High-Performance Organic Field-Effect Transistors Fabricated with High-k Composite Polymer Gel Dielectrics

Abstract

This study presents a composite gel-like dielectric material for organic field-effect transistors (OFET) applications. Poly(methyl methacrylate) (PMMA) gelled with propylene carbonate was used as gel dielectric material. Copper phthalocyanine was used as active layer in the OFET structures. In order to enhance the performance of the PMMA-gel dielectric material, silicium dioxide (SiO2) was used as an additive material. Various ratios of SiO2 were added to the gel dielectric and the effect of SiO2 on the OFET performance was investigated. It was clearly observed that SiO2 enhanced the performance and source-drain current of the fabricated OFETs. SiO2 was added to the PMMA-gel with different doping ratios of 0%, 10%, 30%, 50% and 100% by using a solution-processing method. The dielectric properties of the PMMA-gel:SiO2 composite materials were analyzed with impedance spectroscopy in terms of their effective capacitance ©I), tangent factor (tan(δ)), phase angle and complex dielectric constant (e′ and e″).
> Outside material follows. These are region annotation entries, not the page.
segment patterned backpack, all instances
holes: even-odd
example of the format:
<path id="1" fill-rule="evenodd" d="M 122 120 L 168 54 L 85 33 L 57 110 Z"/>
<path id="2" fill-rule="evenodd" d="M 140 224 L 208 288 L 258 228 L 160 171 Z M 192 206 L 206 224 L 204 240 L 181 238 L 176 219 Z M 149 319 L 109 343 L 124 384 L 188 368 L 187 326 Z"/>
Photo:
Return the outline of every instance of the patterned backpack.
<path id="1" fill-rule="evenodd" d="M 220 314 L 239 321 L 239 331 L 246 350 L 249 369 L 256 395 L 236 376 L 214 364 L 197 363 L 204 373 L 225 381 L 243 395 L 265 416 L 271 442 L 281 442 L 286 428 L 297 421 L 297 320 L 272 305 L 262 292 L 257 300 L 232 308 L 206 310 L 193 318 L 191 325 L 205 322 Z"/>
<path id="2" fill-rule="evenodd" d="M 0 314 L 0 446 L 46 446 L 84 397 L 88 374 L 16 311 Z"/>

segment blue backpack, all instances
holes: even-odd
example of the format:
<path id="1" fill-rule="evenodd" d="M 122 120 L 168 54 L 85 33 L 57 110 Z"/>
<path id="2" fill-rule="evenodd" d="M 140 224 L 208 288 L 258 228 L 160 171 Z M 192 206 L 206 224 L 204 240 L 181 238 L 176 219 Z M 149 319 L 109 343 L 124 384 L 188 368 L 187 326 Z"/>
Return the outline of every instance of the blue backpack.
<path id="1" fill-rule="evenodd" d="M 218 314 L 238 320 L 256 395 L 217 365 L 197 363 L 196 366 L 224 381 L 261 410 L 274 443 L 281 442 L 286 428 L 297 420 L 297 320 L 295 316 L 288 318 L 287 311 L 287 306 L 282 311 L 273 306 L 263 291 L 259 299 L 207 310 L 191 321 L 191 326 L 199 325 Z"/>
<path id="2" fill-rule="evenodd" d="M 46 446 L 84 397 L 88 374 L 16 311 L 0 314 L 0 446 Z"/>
The hole mobility of the OFETs was enhanced by 50% SiO2 nanoparticles in PMMA-gel dielectric materials from 6.83 × 10−1 cm2 V−1 s−1 to 4.66 × 100 cm2 V−1 s−1 (at VDS = − 0.5 V). The time-dependent IDS curves were analyzed for OFETs fabricated with PMMA-gel:SiO2 composite dielectric layers. It was found that all the devices worked stably under bias stress and gave fast responses for all gate voltages.